Выбрать главу

Чтобы понять, следует поинтересоваться ужасной ценой, которую приходится платить; чтобы бодрствовать, стоя на страже будущего, необходимо все начать сначала. Но на сей раз, памятуя об этой нечистой, «нечистой, нечистой истории призраков».

Можно ли обращаться к призраку, чтобы задать ему вопрос? К кому? К нему? К вот этому? — как это уже весьма предусмотрительно и осторожно сказал Марцелл. «Thou art a Scholler; speake to it, Horatio […] Question it».

Возможно, этот вопрос следует перевернуть: можно ли вообще обратиться, если какой–то призрак уже не вернулся? Если «ученому» будущего, «интеллектуалу» завтрашнего дня будет небезразлична справедливость, то он должен будет это выяснить, и узнать это ему следовало бы именно от призрака. Он должен будет учиться жить, учась не просто обращаться к призраку, но учась беседовать с ним, с ней, оставлять за ним или предоставлять ему слово — в самом себе или в другом, другому в себе: они всегда здесь, эти призраки, даже если они не существуют, даже если их больше нет, даже если их еще нет. Они дают нам возможность переосмыслить это «здесь» — стоит нам раскрыть рот в самом мимолетном разговоре и особенно, когда мы говорим на чужом языке:

«Thou art a scholar; speak to it, Horatio»…

Маркс и Сыновья

Я должен начать с признания: эти размышления будут не вполне адекватными, но неадекватность эта носит особый характер. Если бы размышления оказались просто неадекватными, то в этом бы не было ничего удивительного. Очень скоро в этих размышлениях обнаружится та особая форма неадекватности, которая называется анахронией. Ибо всякий раз каждый заготовленный ответ окажется одновременно и слишком преждевременным, и уже запоздалым.

Преждевременность: ответы, увы, будут часто неполными, а сама риторика будет носить характер экспериментального предисловия. Предлагаемые размышления будут лишь неловкой попыткой предварительного ответа на впечатляющую и щедрую провокацию текстов, за которыми я следую в данной книге, ответа, к которому я хотел бы подойти когда–нибудь в будущем. Отныне большинство этих текстов, каждый по–своему, будут сопровождать меня. Они станут частью моих размышлений, а значит, и частью моих обязательств и моих политических оценок.

Но в то же время, как ни рискованно говорить о том же времени, соблазнившись другой риторической фикцией, другим литературным жанром, — меня можно будет даже обвинить и в неоправданном запаздывании: можно увидеть в этих размышлениях послесловие, или post–scriptum — но не к Призракам Марса, а скорее к «ответу», который я заготовил когда–то очень давно, но который оставался неиспользованным.

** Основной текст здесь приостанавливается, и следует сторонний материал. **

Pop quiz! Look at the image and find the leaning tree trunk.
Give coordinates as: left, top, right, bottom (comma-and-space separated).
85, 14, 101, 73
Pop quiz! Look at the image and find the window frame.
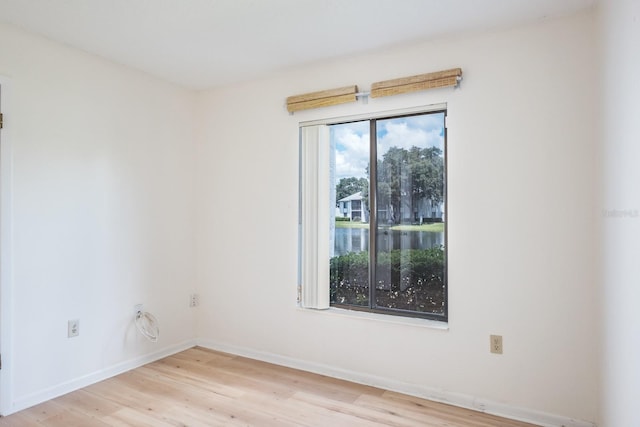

К ответу, который был задуман мною даже раньше, чем были написаны Призраки Маркса.

Поскольку уже та книга — я позволю себе это напомнить — должна была быть неким «ответом», всего лишь ответом: ответом на непосредственность приглашения, равно как и на безотлагательность требования, но, кроме того, ответом и на очень старый вопрос. Хотя для всякой ответственности первичным является ее изначальное «да», тем не менее это «да» представляет собой не более чем ответ. Она всегда звучит как отклик на призрачный наказ: но в таком случае то место, из которого доносится приказ, не может быть определено ни как живое настоящее, ни как просто отсутствие — абсолютное отсутствие смерти.

Иными словами, ответственность этого ответа уже покинула почву философии как онтологии или онтологии как дискурса — дискурса действительности (бытия–присутствия), и теперь нам как раз и предстоит осмыслить это заново. Поскольку, как мы увидим, все обсуждаемые здесь проблемы в конечном счете связаны с вопросом, который представляется, на первый взгляд, абстрактным и спекулятивным, но который продолжает оставаться, как это говорили во Франции несколько десятилетий назад, «неизбежным»: вопросом «командных высот». Вот этот вопрос: что же именно в наследии Маркса является философией, принимающей форму онтологии}. Является ли политической философией то, что мы восприняли или еще сможем воспринять из наследия Маркса? Является ли это наследие политической философией, имеющей форму онтологии? И наконец: что нам делать с этим, на первый взгляд, абстрактным вопросом? Правомерен ли он? Можно ли его избежать? И почему все только что прочитанные тексты этой книги подводят к нему именно тогда, когда мы оказываемся в тех проблемных областях, которые называются «политикой», «политическим», «идеологией», «партией» или «классами», или же, когда речь заходит о грядущем (a–venir), — «революцией», «мессианством» или «утопией»?